Description
Currently, scanning in ORT is package-based, and project-packages are identified by "definition files" (like "pom.xml", "build.gradle", "package.json" etc.) in the directory tree. So all files and directories below a definition file are regarded as belonging to the project that the definition file defines. See:
ROOTDIR
|
+-SUBPROJDIR_A
| |
| +-pom-a.xml
| |
| +-license-a.txt
|
+-SUBPROJDIR_B
| |
| +-pom-b.xml
| |
| +-license-b.txt
|
+-WEBDIR
| |
| +-package.json
| |
| +-license-w.txt
|
+-pom.xml
|
+-license.txt
So, the project spanned by pom.xml
in the root directory is considered to "own" all files below the root directory, including SUBPROJDIR_A/license-a.txt
, SUBPROJDIR_B/license-b.txt
and WEBDIR/license-w.txt
. This means that scanner findings in those file will get associated to the root project.
However, when the scanner's view shifts to the projects in the subdirectories, the project spanned by SUBPROJDIR_A/pom-a.xml
also gets the scan result for SUBPROJDIR_A/license-a.txt
assigned (similar for the other subprojects).
This is historically so because ORT not really understand the semantics of a project's directory tree. However, the result can be really confusing, as scan findings (and potential violations) might show up multiple times in the reports, although they all stem from the same single file.

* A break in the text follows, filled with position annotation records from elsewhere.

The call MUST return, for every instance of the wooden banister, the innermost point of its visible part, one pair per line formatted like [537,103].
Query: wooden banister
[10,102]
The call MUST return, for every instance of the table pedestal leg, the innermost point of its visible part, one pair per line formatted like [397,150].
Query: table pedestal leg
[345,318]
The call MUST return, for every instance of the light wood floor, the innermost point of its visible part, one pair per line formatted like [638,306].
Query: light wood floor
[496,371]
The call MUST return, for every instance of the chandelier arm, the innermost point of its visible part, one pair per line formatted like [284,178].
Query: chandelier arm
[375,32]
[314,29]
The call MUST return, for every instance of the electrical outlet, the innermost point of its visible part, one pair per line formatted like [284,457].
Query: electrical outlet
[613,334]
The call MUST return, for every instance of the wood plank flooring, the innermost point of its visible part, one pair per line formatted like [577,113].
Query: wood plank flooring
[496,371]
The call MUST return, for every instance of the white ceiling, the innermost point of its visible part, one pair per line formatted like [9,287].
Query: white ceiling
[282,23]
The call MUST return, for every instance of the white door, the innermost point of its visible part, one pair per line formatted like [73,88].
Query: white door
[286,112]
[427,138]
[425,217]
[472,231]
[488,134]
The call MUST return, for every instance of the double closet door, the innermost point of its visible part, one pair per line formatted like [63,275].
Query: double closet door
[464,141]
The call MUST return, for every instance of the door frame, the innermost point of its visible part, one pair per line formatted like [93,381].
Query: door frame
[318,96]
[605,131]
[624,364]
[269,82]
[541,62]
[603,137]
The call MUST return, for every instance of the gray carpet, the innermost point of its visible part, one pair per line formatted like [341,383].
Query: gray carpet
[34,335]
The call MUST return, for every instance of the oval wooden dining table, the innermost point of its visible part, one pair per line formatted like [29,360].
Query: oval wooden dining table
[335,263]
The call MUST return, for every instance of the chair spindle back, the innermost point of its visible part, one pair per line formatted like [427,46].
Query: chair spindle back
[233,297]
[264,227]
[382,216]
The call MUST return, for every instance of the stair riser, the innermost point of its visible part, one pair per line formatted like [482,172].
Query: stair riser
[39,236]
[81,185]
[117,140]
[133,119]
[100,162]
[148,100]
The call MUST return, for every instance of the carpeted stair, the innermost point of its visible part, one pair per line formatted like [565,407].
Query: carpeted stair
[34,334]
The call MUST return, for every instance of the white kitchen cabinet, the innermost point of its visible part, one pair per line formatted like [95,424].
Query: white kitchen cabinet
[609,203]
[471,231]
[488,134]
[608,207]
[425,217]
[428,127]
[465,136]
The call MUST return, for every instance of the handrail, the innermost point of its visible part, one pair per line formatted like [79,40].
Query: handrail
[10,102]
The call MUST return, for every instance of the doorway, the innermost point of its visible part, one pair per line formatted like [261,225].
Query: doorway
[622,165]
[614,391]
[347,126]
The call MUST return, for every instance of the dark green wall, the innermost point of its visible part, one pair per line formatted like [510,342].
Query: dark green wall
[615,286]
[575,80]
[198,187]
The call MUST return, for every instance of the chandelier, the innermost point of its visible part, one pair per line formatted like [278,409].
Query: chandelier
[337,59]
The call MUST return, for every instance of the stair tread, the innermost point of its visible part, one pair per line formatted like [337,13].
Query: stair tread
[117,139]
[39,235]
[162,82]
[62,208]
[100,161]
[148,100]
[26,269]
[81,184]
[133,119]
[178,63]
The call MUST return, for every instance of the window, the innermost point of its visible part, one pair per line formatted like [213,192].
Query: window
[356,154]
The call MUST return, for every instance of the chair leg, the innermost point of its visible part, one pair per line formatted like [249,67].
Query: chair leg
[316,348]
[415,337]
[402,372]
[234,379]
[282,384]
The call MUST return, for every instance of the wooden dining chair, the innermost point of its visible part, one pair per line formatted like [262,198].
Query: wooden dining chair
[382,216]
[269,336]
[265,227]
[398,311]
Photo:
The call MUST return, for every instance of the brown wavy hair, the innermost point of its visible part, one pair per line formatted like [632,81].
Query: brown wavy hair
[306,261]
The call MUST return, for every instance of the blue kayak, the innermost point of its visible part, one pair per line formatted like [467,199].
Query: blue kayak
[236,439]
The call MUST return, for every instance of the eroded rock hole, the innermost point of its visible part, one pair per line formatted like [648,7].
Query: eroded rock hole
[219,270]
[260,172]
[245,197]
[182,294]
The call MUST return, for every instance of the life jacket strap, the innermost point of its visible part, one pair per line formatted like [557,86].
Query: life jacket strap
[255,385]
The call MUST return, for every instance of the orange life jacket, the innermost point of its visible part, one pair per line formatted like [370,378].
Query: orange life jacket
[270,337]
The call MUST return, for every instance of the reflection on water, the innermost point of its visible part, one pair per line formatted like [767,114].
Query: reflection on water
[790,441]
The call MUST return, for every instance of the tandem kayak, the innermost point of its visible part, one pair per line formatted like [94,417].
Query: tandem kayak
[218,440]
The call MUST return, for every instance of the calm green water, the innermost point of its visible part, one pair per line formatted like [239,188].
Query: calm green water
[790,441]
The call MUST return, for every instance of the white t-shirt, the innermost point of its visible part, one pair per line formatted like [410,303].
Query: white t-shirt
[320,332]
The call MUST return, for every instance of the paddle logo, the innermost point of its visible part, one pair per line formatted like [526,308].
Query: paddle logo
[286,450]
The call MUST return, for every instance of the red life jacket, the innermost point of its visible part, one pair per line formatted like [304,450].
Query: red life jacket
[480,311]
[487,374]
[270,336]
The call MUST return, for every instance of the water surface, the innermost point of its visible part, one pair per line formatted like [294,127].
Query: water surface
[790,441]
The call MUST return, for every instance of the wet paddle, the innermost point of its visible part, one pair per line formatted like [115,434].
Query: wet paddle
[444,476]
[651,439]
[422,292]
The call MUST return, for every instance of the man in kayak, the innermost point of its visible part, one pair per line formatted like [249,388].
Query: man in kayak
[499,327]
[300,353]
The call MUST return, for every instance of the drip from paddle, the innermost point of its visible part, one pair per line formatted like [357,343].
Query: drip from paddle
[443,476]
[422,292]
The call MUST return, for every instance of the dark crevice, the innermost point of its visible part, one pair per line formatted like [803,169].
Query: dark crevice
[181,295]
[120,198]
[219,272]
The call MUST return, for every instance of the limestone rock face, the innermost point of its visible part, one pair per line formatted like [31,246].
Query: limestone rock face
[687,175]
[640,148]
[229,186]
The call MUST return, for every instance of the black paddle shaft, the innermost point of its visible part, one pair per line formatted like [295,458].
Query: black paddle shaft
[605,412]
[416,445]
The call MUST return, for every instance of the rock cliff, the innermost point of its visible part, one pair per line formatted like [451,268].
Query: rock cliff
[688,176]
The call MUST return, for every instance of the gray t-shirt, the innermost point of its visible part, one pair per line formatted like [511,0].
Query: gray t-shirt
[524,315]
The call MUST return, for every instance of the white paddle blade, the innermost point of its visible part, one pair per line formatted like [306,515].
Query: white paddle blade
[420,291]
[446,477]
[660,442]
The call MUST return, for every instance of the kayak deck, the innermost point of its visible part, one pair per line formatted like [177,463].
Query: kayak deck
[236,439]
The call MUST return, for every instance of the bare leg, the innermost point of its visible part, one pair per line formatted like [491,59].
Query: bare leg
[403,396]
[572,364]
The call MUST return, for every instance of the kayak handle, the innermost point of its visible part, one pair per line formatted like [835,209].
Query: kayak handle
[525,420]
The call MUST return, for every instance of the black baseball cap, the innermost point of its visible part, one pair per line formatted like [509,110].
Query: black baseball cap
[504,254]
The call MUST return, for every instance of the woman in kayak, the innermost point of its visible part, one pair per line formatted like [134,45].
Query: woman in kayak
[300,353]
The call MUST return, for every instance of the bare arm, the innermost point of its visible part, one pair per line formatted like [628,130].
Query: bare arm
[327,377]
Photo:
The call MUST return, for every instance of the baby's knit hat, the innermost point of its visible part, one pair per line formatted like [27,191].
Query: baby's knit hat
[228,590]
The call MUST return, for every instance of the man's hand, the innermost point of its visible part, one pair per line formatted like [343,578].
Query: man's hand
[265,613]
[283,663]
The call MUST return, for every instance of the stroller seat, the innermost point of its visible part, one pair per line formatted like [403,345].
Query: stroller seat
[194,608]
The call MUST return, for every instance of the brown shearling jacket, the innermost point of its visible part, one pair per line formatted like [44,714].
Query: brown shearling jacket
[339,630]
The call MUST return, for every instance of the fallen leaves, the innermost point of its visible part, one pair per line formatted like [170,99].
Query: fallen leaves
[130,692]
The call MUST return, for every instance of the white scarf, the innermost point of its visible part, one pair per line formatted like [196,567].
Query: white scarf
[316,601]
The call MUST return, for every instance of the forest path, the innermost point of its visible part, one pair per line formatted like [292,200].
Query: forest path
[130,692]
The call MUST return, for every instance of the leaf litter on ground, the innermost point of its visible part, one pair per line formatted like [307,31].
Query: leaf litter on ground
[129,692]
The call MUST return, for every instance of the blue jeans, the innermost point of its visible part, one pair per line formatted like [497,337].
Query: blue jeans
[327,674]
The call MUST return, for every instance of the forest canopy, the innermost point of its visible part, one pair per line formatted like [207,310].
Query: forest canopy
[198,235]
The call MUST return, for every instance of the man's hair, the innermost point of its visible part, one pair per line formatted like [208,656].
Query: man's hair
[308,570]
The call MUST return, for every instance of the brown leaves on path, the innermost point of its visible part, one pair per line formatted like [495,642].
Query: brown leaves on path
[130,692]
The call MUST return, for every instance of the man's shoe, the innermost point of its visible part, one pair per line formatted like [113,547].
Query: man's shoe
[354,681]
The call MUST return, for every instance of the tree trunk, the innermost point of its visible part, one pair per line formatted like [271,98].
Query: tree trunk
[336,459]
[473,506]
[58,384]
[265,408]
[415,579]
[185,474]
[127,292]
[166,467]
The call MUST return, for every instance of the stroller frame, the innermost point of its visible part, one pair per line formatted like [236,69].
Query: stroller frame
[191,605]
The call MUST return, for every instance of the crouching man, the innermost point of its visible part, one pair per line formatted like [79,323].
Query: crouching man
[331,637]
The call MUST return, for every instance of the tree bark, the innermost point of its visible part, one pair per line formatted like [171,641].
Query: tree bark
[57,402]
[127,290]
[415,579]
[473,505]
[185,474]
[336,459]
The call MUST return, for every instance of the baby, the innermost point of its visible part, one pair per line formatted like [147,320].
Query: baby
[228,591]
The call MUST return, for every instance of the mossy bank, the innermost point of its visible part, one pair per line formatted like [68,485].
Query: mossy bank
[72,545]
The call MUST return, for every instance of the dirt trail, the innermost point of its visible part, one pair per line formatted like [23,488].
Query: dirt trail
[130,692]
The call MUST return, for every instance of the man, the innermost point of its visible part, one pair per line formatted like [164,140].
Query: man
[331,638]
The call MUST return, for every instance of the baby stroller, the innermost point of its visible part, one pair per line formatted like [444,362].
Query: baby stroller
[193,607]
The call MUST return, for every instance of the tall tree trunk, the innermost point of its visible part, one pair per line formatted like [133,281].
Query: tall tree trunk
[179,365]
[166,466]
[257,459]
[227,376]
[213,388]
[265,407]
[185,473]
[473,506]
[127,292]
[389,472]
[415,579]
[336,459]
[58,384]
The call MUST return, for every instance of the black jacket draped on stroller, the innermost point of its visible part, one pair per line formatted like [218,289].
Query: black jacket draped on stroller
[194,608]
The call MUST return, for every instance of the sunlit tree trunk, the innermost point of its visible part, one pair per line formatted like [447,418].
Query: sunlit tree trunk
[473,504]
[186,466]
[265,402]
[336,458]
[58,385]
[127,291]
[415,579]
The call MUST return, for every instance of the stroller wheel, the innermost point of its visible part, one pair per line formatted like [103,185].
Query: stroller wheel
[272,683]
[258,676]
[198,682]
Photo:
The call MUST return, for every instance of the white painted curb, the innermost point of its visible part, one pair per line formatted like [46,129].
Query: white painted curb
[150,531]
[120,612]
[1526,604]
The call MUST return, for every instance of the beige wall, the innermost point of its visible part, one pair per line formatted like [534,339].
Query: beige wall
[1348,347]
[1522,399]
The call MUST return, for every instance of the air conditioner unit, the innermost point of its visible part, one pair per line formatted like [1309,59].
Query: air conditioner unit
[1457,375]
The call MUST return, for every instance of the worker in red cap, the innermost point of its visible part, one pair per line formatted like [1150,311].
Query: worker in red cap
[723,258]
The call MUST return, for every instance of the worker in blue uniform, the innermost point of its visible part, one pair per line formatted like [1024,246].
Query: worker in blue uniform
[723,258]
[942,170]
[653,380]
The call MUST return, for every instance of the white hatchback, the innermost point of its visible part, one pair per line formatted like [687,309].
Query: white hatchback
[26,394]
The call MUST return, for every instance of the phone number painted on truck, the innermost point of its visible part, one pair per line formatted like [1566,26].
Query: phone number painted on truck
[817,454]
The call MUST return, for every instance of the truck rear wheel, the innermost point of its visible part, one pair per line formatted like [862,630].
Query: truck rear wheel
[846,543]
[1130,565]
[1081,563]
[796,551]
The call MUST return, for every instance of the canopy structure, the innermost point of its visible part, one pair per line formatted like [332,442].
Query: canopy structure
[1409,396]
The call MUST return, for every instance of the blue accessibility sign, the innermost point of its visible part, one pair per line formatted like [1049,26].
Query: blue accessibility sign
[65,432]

As a solution to this, one idea is to associate files always only to the nearest enclosing project when walking up the directory tree to the root. Maybe this logic should be limited to projects of the same type; however, in the example above this would result in the scanner findings from WEBDIR/license-w.txt
to still be associated to the root project spanned by pom.xml
.
I have some hopes that the required filtering logic would be easier to implement once #2668 is merged, as it implements some similar filtering to associate provenance-based scan results to individual packages IIUC.